I really do like including the data sheet. I didn't know you could do that. I have included requirements but the AI don't seem to deal with that very well (bad requirements?).
Thanks
Interesting for both sensors and AI. I use Claude AI and have not asked to have a program generated. I use it a lot for 3D printing parameters for materials, etc. Sounds like a project to me. I hope to ask exactly what you did with the same reference material. As time allows, I will do this (maybe not real soon, but soon LOL). You can expect to see my results someday. I am retired, but I formerly wrote s/w for vehicle power-train controls. My job would have been very different with AI generated code and more efficient for sure. They would still need me for specifications and testing, at least, for a few more years. Times they are ahh changing.
Wow!
The Sensor just arrieved and a Video is posted!
Perfect:)
Maybe chatpgt can write usable code, but can I trust my prompts to create that result. 😅
I've also been told that wood 'contaminants' in those soil bags tend to sequester available nitrogen.

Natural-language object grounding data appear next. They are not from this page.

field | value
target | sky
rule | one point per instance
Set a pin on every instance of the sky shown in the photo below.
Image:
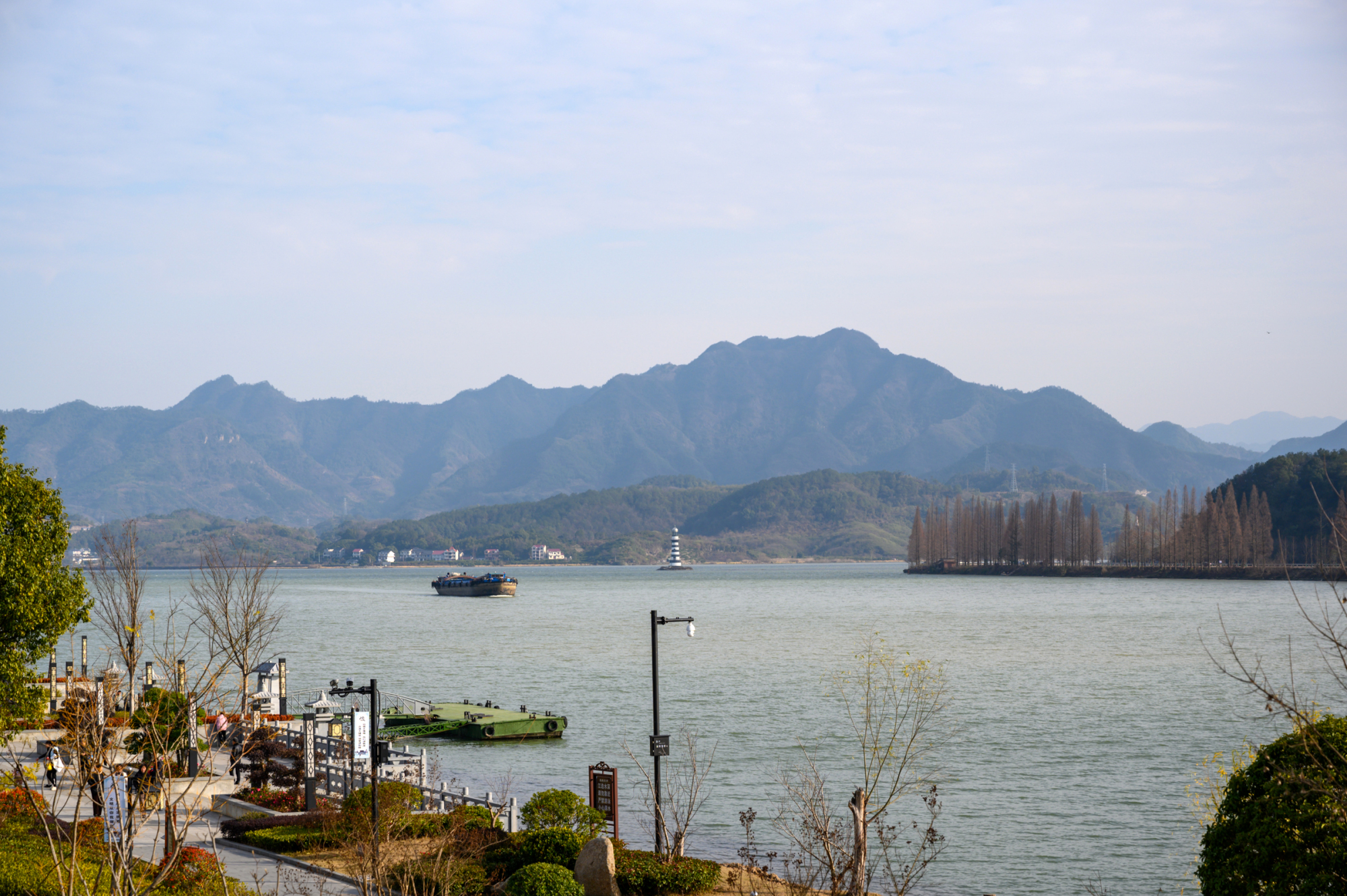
(1143, 202)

NPK and PH readings are just a scam, use distilled water and salt (NaCl) and you'll still get NPK readings
We use RIKA sensors from china, and they don't have npk because It is not easy to measure these parameters with good precision.
Hi Andreas, i love plantas and gardering, sooo, i love this video , thanks
Would you do a video on how the NPK is actually measured?
We will soon have ChatGPT with a Swiss accent…
Great info, Anreas. However, for the price range of this sensor plus other required modules, you may just buy a readily available wireless soil moisture sensor like Ecowittweather. The price is a big NO for me.
14:11 "the NPK values are just indicative" == "we don't know how to measure, but here are some random numbers."
There is a github repo for this sensor that has been calibrated using a teros 12 (very expensive TDR meter). It is by kromadg. I suggest looking at their arduino sketch
I spent $200 on my EC/PH meter (replacement probes are $100) calibrated every few months. Frankly I don't expect new/cheap solutions will ever replace it since lots of toy meters already exist and they're all terrible.
I used an ESP to read RS232 with a custom compiled Tasmota image which made MQTT and import into Home Assistant trivial. That should also work with RS485. Compiling the customized Tasmota firmware was a bit of work up front though.
These are almost certainly FDR sensors, probably a rip-off from the rather old Delta-T WET2 sensor.
They aren't capable of NPK or pH measurements – that's just a scam – but are pretty good for moisture and conductivity from which various other parameters can be derived. Some calibration required.
I've owned some of these for a few years – they work OK and the FDR method is the most accurate for soil moisture measurement other than neutron probes and direct sample measurement (by drying and weighing).